Aberrant trophoblastic differentiation in human cancer: An emerging novel therapeutic target (Review)

Various types of human cancer may develop aberrant trophoblastic differentiation, including histological changes and altered expression of beta-human chorionic gonadotropin (beta-hCG). Aberrant trophoblastic differentiation in epithelial cancer is usually associated with poor differentiation, tumor metastasis, unfavorable prognosis and treatment resistance. Since beta-hCG-targeting vaccines have failed in an early phase II trial, it is crucial to obtain a better understanding of the molecular pathogenesis of trophoblastic differentiation in human cancer. The present review summarizes the clinical and translational research on this topic with the aim of accelerating the development of an effective targeted therapy. Ectopic expression of beta-hCG promotes proliferation, migration, invasion, vasculogenesis and epithelial-mesenchymal transition (EMT) in vitro, and enhances metastatic and tumorigenic capabilities in vivo.

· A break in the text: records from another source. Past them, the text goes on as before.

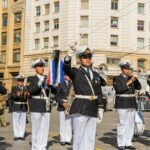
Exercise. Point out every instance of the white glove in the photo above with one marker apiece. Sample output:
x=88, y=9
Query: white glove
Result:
x=100, y=115
x=41, y=81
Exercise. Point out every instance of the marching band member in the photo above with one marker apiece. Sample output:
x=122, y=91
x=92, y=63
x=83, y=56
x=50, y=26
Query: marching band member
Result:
x=39, y=106
x=148, y=87
x=88, y=104
x=63, y=92
x=125, y=85
x=19, y=108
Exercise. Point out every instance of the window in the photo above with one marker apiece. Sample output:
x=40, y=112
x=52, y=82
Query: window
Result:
x=5, y=4
x=55, y=41
x=84, y=21
x=114, y=22
x=56, y=24
x=140, y=42
x=18, y=17
x=46, y=42
x=140, y=8
x=140, y=26
x=46, y=25
x=114, y=40
x=56, y=7
x=38, y=11
x=141, y=63
x=3, y=57
x=46, y=62
x=37, y=43
x=113, y=61
x=5, y=18
x=47, y=9
x=4, y=38
x=37, y=27
x=84, y=4
x=84, y=40
x=114, y=4
x=17, y=36
x=16, y=55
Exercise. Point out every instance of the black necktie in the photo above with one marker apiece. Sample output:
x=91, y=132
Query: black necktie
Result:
x=88, y=73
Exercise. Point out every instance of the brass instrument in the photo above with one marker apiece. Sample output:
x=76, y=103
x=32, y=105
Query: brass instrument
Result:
x=70, y=99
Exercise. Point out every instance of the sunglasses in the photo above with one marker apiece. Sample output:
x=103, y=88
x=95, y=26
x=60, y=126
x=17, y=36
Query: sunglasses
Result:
x=86, y=56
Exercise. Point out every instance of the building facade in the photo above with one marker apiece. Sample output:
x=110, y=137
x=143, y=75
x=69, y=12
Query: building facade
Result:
x=11, y=40
x=118, y=30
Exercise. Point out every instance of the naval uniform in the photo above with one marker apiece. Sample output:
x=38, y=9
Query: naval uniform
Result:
x=3, y=90
x=126, y=106
x=85, y=106
x=40, y=117
x=65, y=120
x=19, y=109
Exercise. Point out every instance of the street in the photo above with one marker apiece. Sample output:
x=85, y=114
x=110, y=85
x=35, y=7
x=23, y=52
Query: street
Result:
x=105, y=137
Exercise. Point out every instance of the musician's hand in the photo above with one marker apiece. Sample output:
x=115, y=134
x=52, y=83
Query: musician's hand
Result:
x=18, y=94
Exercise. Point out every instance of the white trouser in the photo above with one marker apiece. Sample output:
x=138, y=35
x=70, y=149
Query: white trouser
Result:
x=65, y=127
x=84, y=131
x=19, y=123
x=126, y=124
x=40, y=130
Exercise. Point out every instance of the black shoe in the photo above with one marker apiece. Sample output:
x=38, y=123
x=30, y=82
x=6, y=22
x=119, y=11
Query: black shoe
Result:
x=2, y=138
x=69, y=143
x=16, y=138
x=62, y=143
x=130, y=147
x=22, y=138
x=121, y=148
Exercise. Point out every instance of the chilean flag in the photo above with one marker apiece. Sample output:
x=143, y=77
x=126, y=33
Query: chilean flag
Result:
x=60, y=77
x=51, y=78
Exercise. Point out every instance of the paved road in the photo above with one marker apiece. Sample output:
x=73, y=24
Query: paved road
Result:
x=105, y=138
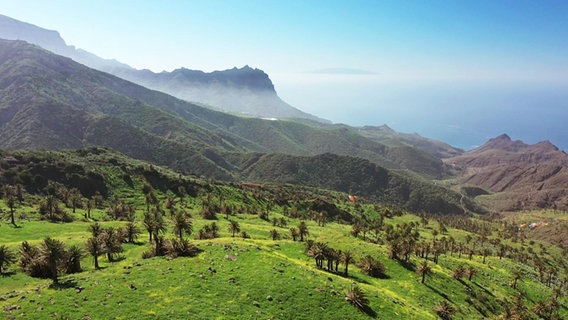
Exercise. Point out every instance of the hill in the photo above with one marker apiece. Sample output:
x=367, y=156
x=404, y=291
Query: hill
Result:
x=52, y=102
x=246, y=90
x=456, y=267
x=519, y=176
x=360, y=177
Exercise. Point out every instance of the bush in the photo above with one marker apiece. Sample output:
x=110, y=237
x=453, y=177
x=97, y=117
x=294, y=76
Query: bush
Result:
x=357, y=297
x=372, y=267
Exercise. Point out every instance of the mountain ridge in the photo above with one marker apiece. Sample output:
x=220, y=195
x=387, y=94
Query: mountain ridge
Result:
x=519, y=175
x=246, y=90
x=53, y=102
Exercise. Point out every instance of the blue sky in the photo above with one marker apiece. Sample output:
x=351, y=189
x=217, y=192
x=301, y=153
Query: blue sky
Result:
x=420, y=65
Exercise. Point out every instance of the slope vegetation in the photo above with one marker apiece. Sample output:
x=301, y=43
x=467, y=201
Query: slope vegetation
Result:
x=519, y=176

Signaling cascades modulated by beta-hCG include the TGF-beta receptor pathway, EMT-related pathways, the c-MET receptor tyrosine kinase and mitogen-activated protein kinase/ERK pathways, and the SMAD2/4 pathway. Taken together, these findings indicated that TGF-beta receptors, c-MET and ERK1/2 are potential therapeutic targets. Nevertheless, further investigation on the molecular basis of aberrant trophoblastic differentiation is mandatory to improve the design of precision therapy for this aggressive type of human cancer.